I'm happy to see that FPGAs are finding their ways into datacenters for unexpected uses (I mean compared to their traditional uses), but at the same time it was far from being the first choice "we looked at software, then GPUs and then FPGAs". And why?
Because "The FPGA tools are too slow, there are too many warnings and not great debugging -- but that's not new." Combine that with the fact that RTL is still horrible to write (and whether you use old or new HDLs does not change a lot IMO), and they had to come up with "a middle ground between C++ and RTL where people can program". Interesting, it sounds a lot like Cx.
Of course if Microsoft and Baidu had known about ngDesign, they could have used an Eclipse-based IDE featuring on-the-fly error checking and fast code generation. We have plans for a fast simulator + debugger, Microsof and Baidu feel free to contact us!
Be careful when you suggest RTL sucks. It stands for Register Transfer Logic, which is a language that is a level of abstraction or abstractions lower than what Software Engineers generally code. With RTL, you are not developing code that runs on a processor, you are developing the processor itself. Of course this means the development time will take longer, but what else should one expect. The outcome however if specified correctly will be a design that will provide significicantly higher bandwidth and lower latency due to the massively parallel architecture that FPGAs provide. There is no processor on the planet that would be able to match it.

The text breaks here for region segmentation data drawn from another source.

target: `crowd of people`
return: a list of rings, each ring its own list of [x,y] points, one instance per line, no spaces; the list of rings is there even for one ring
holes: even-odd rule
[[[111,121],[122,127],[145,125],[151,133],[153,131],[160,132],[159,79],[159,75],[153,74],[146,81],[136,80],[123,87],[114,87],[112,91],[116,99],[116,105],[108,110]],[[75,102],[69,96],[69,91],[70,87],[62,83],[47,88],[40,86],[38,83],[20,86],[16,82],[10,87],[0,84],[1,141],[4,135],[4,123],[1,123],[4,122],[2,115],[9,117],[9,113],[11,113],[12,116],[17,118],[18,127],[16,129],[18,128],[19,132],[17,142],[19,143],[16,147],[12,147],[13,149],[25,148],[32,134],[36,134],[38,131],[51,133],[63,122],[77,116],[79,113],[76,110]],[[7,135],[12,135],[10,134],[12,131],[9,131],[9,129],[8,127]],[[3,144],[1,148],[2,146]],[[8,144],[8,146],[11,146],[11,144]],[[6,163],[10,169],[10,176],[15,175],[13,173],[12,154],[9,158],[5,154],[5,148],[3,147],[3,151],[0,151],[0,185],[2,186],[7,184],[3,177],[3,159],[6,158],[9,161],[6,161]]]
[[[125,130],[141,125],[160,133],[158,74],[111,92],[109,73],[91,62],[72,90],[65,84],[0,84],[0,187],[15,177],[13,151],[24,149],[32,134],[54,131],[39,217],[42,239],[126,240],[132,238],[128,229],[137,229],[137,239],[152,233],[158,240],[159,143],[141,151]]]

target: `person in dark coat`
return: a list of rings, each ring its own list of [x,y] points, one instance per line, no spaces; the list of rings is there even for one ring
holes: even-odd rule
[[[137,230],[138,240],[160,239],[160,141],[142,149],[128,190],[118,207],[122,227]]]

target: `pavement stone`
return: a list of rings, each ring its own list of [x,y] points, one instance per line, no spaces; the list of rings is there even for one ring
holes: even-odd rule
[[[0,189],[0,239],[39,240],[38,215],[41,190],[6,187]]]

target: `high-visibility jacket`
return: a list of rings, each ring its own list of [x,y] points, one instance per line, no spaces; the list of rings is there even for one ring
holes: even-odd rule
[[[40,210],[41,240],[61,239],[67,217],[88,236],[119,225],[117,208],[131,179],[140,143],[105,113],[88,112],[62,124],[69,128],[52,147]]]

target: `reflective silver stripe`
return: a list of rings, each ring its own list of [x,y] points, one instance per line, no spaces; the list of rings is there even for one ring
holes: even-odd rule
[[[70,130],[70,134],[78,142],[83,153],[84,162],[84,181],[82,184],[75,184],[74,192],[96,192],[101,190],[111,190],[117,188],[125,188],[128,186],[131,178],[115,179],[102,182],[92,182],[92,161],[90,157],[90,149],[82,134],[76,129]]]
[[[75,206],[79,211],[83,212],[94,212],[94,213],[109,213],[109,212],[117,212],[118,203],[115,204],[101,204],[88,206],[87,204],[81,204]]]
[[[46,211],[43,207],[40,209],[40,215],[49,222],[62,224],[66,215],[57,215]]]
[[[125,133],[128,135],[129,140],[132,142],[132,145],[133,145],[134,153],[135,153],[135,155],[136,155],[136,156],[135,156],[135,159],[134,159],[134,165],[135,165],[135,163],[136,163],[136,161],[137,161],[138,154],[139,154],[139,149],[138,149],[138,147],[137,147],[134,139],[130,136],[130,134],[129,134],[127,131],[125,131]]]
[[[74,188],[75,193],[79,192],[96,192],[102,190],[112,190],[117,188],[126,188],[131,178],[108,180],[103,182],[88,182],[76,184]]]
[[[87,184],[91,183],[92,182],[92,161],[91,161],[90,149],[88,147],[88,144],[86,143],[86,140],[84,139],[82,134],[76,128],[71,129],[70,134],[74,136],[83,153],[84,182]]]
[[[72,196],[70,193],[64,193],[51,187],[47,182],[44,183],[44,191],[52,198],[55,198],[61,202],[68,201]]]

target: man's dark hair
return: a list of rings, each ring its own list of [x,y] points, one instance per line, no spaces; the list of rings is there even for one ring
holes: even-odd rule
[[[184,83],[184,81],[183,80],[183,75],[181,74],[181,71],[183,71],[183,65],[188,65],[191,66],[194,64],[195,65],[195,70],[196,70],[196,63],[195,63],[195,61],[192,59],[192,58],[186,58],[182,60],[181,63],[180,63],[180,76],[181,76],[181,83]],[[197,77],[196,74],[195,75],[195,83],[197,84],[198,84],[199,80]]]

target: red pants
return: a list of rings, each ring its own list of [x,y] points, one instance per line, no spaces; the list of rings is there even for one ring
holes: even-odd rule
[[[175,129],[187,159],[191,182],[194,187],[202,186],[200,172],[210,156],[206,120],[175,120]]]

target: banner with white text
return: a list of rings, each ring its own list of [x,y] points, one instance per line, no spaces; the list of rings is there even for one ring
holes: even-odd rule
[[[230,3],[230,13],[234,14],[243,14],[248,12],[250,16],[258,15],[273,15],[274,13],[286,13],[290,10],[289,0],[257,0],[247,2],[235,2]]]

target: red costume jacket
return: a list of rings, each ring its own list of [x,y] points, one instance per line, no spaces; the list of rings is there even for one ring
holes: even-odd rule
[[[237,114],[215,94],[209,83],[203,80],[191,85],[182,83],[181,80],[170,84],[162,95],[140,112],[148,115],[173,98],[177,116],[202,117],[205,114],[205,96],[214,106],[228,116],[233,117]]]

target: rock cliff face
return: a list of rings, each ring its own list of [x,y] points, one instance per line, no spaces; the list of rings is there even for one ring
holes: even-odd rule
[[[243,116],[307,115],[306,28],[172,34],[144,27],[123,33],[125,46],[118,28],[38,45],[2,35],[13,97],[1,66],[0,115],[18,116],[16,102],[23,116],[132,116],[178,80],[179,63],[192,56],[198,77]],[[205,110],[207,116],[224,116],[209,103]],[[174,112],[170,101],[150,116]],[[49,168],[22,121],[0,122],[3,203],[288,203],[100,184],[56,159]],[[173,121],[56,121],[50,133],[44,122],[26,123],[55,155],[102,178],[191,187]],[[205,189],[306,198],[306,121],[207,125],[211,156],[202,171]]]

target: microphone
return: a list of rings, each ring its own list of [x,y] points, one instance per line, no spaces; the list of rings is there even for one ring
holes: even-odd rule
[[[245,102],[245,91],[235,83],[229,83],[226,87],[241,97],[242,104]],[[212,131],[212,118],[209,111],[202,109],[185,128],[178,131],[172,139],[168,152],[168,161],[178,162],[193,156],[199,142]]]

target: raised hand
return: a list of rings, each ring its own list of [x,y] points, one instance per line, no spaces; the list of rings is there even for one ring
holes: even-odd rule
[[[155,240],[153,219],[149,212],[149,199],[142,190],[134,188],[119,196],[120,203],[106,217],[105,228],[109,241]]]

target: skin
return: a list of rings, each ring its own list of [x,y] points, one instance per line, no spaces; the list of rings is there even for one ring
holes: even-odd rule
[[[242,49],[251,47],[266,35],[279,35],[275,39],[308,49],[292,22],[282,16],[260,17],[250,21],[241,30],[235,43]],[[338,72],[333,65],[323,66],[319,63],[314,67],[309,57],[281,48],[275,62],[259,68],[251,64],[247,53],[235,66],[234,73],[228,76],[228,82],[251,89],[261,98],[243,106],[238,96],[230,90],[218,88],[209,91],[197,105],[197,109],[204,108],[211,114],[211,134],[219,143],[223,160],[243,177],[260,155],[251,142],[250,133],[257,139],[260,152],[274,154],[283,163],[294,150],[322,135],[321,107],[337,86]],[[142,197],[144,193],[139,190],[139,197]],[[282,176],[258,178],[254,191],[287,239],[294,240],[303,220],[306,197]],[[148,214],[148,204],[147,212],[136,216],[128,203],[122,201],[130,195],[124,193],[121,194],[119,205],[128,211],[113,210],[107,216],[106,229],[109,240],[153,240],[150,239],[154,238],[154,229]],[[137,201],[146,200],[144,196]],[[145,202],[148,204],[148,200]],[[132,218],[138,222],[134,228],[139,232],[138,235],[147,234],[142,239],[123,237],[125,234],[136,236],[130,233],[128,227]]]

I am fully aware of what RTL stands for and what it is used for, namely designing hardware circuits at a low level of abstraction. The thing is that it doesn't have to be this way: you can actually write code structured as tasks running in parallel, each one performing computations described as sequential C-like code. In fact, that's what we're doing at Synflow, we've created a new programming language called Cx that actually makes hardware design fun again! And yes, I believe that RTL kind of sucks, which is a good reason why Microsoft ended up designing softcores to program them in C++ on FPGA lol
RTL Register Transfer LEVEL (of abstraction, not language). Hardware Description Language i.e. Verilog VHDL.
HDLs should be the result of logic design, NOT used for design input. HOWEVER Verilog was defined for circuit level simulation. THEN came synthesis to infer logic that would create the same circuits and is limited by the available set of logic functions.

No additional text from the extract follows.